Although structured moderation is important for communication between specialists, it can also stifle the spontaneous sharing and open engagement necessary for genuine scientific knowledge sharing to the general public. Café Scientifique is a model for public engagement between scientists and the general public that has been successfully implemented in developed countries. It gathers non-specialists and experts in an environment that encourages openness and facilitates interaction, creating a bidirectional flow of information necessary for genuine public engagement. In 1998 the first Café Scientifique was held in Leeds, UK. Café Scientifique can be held at the cafeteria of any institution, at a public gathering place or any well- known community space. By hosting a stimulating sharing of views over tea/coffee around health issues in an informal setting, icddr,b has recently initiated Café Scientifique in Bangladesh.
The European Union supported SHARE (Strengthening Health, Applying Research Evidence) project of icddr,b recently hosted a discussion in the spirit and format of Café Scientifique. The discussion, titled “Healthy Lifestyle to Prevent Non-Communicable Diseases (NCDs)”, was held on 4th March 2017 at the BSMMU teacher’s lounge, in collaboration with the Department of Public Health and Informatics. The discussion sought to promote engaging dialogue and effective health communication between different stakeholder groups, researchers, health professionals and the general public. Prof. Dr. Md. Shafiqul Islam, Head of Epidemiology at NIPSOM, moderated the event.
In 2016, the SHARE team continued to explore avenues for public engagement around health issues in Bangladesh. The team organised a public engagement dialogue in Monpura – one of the most remote islands in Bangladesh, and also in a neighboring district on adolescent health issues bringing together school students, teachers, guardians, medical practitioners and researchers. Interactions were conducted at rural tea stalls, and a facilitated dialogue was hosted for visitors at a national book fair. Public engagement in health should be evaluated based on the immediate outcomes of the engagement process. By this metric, the degree of positive response and participation from the general public and stakeholders has been inspiring so far. The informal setting of Café Scientifique allowed researchers and programme directors to hear a number of different perspectives from stakeholders and the general public, deepening their shared understanding of health issues through multi-party communication.
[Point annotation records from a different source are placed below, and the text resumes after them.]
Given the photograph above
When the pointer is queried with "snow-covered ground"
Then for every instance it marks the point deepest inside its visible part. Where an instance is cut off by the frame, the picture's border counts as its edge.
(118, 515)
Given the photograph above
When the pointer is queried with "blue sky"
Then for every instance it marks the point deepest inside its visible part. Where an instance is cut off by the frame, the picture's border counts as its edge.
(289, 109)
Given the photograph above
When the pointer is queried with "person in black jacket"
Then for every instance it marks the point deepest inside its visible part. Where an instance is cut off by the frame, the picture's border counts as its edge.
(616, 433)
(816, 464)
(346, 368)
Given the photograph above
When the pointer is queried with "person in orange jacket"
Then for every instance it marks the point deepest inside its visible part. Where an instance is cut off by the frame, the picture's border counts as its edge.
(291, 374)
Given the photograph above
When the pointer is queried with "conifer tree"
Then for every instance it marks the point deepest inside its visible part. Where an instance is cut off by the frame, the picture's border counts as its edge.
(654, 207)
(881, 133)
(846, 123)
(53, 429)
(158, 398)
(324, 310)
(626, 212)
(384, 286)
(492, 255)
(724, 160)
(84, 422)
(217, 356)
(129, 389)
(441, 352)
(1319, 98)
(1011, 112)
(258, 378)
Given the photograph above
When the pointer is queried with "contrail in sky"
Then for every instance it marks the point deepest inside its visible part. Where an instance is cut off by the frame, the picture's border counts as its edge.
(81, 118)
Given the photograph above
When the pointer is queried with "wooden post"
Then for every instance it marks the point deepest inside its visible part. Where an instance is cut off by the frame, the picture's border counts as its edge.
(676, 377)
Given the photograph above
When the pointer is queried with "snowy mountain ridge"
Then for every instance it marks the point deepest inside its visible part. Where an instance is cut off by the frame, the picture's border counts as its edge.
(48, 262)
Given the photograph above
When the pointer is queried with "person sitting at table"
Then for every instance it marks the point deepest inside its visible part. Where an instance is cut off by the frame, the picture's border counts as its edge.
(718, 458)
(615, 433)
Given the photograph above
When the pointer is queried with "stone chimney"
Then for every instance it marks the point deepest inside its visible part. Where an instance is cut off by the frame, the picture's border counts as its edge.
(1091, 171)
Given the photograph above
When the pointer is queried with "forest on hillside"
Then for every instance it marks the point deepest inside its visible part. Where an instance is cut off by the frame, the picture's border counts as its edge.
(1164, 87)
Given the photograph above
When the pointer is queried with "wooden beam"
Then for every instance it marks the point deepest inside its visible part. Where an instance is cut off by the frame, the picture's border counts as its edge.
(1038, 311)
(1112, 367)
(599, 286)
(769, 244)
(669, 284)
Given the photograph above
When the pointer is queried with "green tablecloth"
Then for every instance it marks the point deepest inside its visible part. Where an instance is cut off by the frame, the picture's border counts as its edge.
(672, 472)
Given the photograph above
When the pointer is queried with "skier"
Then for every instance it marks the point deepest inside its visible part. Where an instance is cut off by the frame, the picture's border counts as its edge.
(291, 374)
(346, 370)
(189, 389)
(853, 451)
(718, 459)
Ultimately, these dialogues can guide the design of more nuanced health policies that can effectively meet the needs of disparate stakeholders.
Although more evidence is needed to accurately evaluate the impact of public engagement on the health sector, its importance continues to grow. Many development partners are now encouraging increased public participation in the design of health policy. There is a growing demand on policy makers to cede power to mass involvement and enable continuous engagement. With the broader objective of encouraging evidence-informed health policy in Bangladesh, the SHARE project has engaged with stakeholders to incorporate their perspectives in policy design, and has successfully involved government partners in engagement processes that foster greater trust between people and the state. In line with the principles and strategies of National Health Policy, public engagement models like Café Scientifique can create a platform for collaboration between common people, health managers, policy makers, researchers and other relevant stakeholders.
The diversity of viewpoints can make Café Scientifique discussions dynamic and engaging. When Dr. Iqbal Anwar, SHARE Project Director and Scientist of icddr,b, pointed out the importance of translating research evidence on NCDs prevention to the design of new health policies, a counterargument came from Dr. Md. Khalequzzaman, Assistant Professor of BSMMU, who feels that these research and policy issues are redundant when more fundamental interventions are needed to raise basic health awareness. Several participants talked about the role of institutions in promoting healthy lifestyles. IEDCR and icddr,b participants emphasized the importance of awareness programmes and policy interventions to encourage reduced intake of salt and sugar. Several mass media representatives shared their views on the important role played by the media in promoting healthy lifestyle to prevent NCDs, such as heart disease, stroke, diabetes, cancer and chronic lung disease, which are responsible for half of Bangladesh’s annual mortality and account for 61% of the country’s disease burden. The SHARE project is working to strengthen evidence-informed health policy making through multi-channel capacity building programmes. With respect to this broader goal, Café Scientifique discussions can foster knowledge sharing to improve the understanding of health issues like NCDs, and help to shape more informed decision-making processes in the long run.
Lt Colonel (Dr.) Nazmul Huda Khan, a participant from NIPSOM, summarized the event well- ‘Such interactions with health experts and researchers can bring the mass audience closer and understand the health issues in an easy way. This initiative will help in advocating for healthy life style and promote fruitful dialogue in the health sector’. This is indeed the real purpose of Café Scientifique, which the icddr,b SHARE project is planning to anchor within public health institutes across Bangladesh, in the hope of facilitating greater public engagement between sector experts, students, teachers, scientists, researchers, policy makers, health professionals and the general public.